But former Graham Road principal Molly Bensinger-Lacy, Dade’s predecessor, said extra time can be crucial for beat-the-odds schools.
Under the extended-time calendar at Graham Road, a long summer vacation was replaced with shorter breaks throughout the year. But even during those breaks, teachers would offer catch-up and enrichment lessons. Attendance was optional, but the vast majority of kids showed up.
“Many people wanted to know what our silver bullets were,” Bensinger-Lacy said. “Certainly, extended learning time was one of them.”
Many researchers back that view.
Studies have shown that poor children tend to fall behind their middle-class peers in the summer. And during the school year, some students inevitably need more help to keep up.
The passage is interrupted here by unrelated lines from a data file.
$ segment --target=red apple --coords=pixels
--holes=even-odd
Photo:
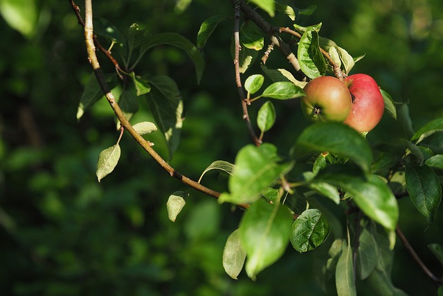
[[[344,123],[359,132],[372,130],[381,120],[385,103],[375,80],[366,74],[345,78],[352,96],[352,108]]]
[[[347,85],[332,76],[320,76],[303,89],[300,103],[305,116],[311,121],[343,122],[349,115],[352,99]]]

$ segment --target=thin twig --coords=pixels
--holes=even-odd
[[[85,1],[85,21],[84,21],[84,38],[86,41],[87,49],[88,51],[88,58],[97,78],[98,84],[105,94],[105,96],[111,105],[111,107],[114,110],[116,116],[120,121],[121,126],[127,130],[128,132],[132,136],[132,137],[143,147],[143,148],[149,155],[154,158],[154,159],[165,170],[171,177],[174,177],[183,183],[206,193],[208,195],[218,198],[220,196],[219,192],[210,189],[197,182],[181,175],[178,171],[175,171],[168,163],[167,163],[152,147],[150,141],[145,140],[140,134],[138,134],[132,127],[131,123],[125,116],[121,109],[118,106],[118,104],[116,101],[116,99],[111,92],[109,87],[106,82],[105,76],[100,69],[97,55],[95,52],[95,46],[93,42],[93,30],[92,22],[92,3],[91,0]],[[247,209],[248,204],[239,204],[238,207],[244,209]]]
[[[399,238],[400,238],[400,240],[404,245],[404,247],[406,247],[408,252],[409,252],[409,254],[410,254],[410,256],[412,256],[413,259],[420,266],[420,268],[422,268],[422,270],[423,270],[424,273],[426,273],[426,275],[429,277],[431,279],[432,279],[435,284],[438,285],[442,285],[442,284],[443,283],[443,281],[439,279],[438,277],[435,277],[435,275],[434,275],[434,274],[432,273],[431,270],[429,270],[429,269],[426,267],[426,265],[424,265],[422,259],[420,259],[420,257],[418,256],[418,255],[417,254],[417,253],[415,252],[413,247],[409,244],[409,242],[406,239],[404,234],[403,234],[403,232],[401,232],[401,230],[400,229],[400,227],[399,226],[397,227],[397,229],[395,229],[395,231],[397,232],[397,234],[399,236]]]
[[[249,134],[254,141],[254,143],[257,146],[260,146],[262,144],[262,140],[257,137],[254,129],[251,123],[251,119],[249,119],[249,114],[248,112],[248,105],[250,105],[250,102],[246,99],[243,91],[243,87],[242,86],[242,80],[240,79],[240,69],[239,69],[239,56],[240,56],[240,38],[239,38],[239,23],[240,23],[240,8],[239,0],[233,0],[233,4],[234,5],[234,15],[235,15],[235,24],[234,24],[234,41],[235,43],[235,54],[234,57],[234,67],[235,68],[235,84],[237,85],[237,89],[242,101],[242,107],[243,109],[243,119],[246,122]]]
[[[298,39],[300,39],[302,37],[301,34],[300,34],[298,32],[291,30],[287,27],[280,28],[280,32],[291,34],[291,35],[295,36]],[[340,66],[336,62],[335,62],[334,60],[332,60],[332,58],[331,58],[331,55],[327,51],[326,51],[321,47],[320,47],[320,51],[326,58],[326,60],[327,60],[327,62],[329,63],[331,67],[334,69],[334,74],[335,75],[335,76],[341,80],[343,80],[345,78],[345,73],[341,71],[341,69],[340,69]]]
[[[305,79],[306,76],[301,71],[298,60],[297,60],[296,55],[291,51],[289,46],[276,34],[279,31],[279,28],[271,25],[271,24],[262,17],[258,12],[251,8],[244,0],[233,0],[233,2],[238,2],[242,12],[243,12],[245,17],[253,21],[263,33],[269,36],[271,43],[278,47],[280,53],[286,57],[288,62],[289,62],[292,67],[296,70],[297,76],[296,78],[299,80]]]
[[[82,18],[82,16],[80,15],[80,7],[78,7],[78,6],[77,4],[75,4],[75,3],[74,2],[73,0],[68,0],[68,1],[71,3],[71,6],[72,7],[73,10],[74,10],[74,12],[75,13],[75,15],[77,16],[77,19],[78,20],[78,24],[80,26],[82,26],[83,27],[83,28],[84,28],[84,26],[85,26],[84,21],[83,21],[83,19]],[[97,48],[98,49],[100,49],[100,51],[101,52],[102,52],[105,54],[105,55],[106,55],[106,57],[114,65],[114,67],[116,67],[116,71],[117,71],[117,74],[118,74],[118,76],[120,76],[120,78],[123,78],[123,77],[121,76],[121,74],[120,74],[120,72],[122,72],[123,70],[122,70],[122,68],[120,67],[120,64],[118,64],[118,62],[117,62],[117,60],[112,56],[112,55],[111,54],[111,53],[109,51],[108,51],[105,47],[103,47],[102,46],[102,44],[100,44],[100,43],[97,40],[97,36],[96,36],[95,35],[93,35],[93,40],[94,42],[94,44],[97,46]],[[125,69],[125,71],[123,71],[124,72],[128,72],[128,71],[127,71],[126,69]]]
“There’s no way to close the gap without additional learning time,” said Daniel Duke, a University of Virginia professor who studies schools that have made dramatic achievement gains.
Arlington County’s Barcroft Elementary uses a modified calendar, as do two Alexandria schools. Some D.C. public charter schools, such as those run by the national KIPP network, have also embraced extended class time.
In Fairfax, seven schools had the modified calendar, and 16 had full-day Mondays, when schools generally release students two hours early.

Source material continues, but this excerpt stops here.